The thyroid scan was helpful in that it excluded other causes of hyperthyroidism including Graves’ disease where TPO-Ab can also be elevated, and Autonomous Toxic Nodules. In light of a raised TSH level (at the time the scan was performed), the normality of the thyroid scan was suspect. As the destruction of the thyroid gland progresses, intrathyroidal hormonogenesis is decreased. Pituitary TSH is released in response to decreased circulating levels of thyroid hormones that result from gland destruction.

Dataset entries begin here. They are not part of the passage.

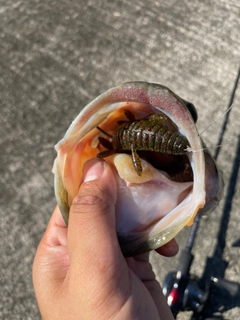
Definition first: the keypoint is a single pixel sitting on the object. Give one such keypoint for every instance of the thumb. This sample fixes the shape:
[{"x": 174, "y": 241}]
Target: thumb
[{"x": 92, "y": 235}]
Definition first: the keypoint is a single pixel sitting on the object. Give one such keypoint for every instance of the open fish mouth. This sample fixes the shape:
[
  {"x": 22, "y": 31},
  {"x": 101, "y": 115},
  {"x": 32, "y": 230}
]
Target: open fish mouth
[{"x": 155, "y": 204}]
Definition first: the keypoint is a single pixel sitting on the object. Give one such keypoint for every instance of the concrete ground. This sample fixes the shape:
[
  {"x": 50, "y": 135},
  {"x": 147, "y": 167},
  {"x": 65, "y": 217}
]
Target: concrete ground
[{"x": 55, "y": 57}]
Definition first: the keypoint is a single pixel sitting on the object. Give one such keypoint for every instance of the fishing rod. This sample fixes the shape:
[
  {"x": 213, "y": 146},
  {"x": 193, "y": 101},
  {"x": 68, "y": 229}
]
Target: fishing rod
[{"x": 184, "y": 291}]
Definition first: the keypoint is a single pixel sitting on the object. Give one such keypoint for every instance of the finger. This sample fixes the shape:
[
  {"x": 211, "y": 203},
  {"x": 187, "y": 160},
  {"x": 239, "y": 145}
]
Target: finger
[
  {"x": 56, "y": 232},
  {"x": 51, "y": 261},
  {"x": 92, "y": 235},
  {"x": 169, "y": 249}
]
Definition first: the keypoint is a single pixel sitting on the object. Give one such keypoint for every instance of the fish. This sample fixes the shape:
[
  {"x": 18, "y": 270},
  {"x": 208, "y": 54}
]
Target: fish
[{"x": 155, "y": 205}]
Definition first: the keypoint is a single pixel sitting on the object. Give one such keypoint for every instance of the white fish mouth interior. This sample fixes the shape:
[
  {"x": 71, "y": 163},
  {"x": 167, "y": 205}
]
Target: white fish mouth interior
[{"x": 165, "y": 184}]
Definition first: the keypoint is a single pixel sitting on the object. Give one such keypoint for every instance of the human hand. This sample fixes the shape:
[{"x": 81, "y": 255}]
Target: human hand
[{"x": 79, "y": 272}]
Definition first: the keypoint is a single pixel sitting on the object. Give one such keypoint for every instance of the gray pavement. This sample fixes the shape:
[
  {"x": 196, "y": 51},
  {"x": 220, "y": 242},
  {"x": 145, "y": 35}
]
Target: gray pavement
[{"x": 55, "y": 57}]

In conclusion, TFTs monitoring should be performed in patients with risk factors for developing thyroiditis post Sorafenib treatment and when clinically indicated. This case highlights the fact that correlation of the thyroid scan with TFTs and the patient’s symptoms is important and that the multidisciplinary interpretation of nuclear imaging with biochemical clinical parameters is vital for optimal scan interpretation, clinical diagnosis and management in patients being administered Tyrosine Kinase Inhibitors.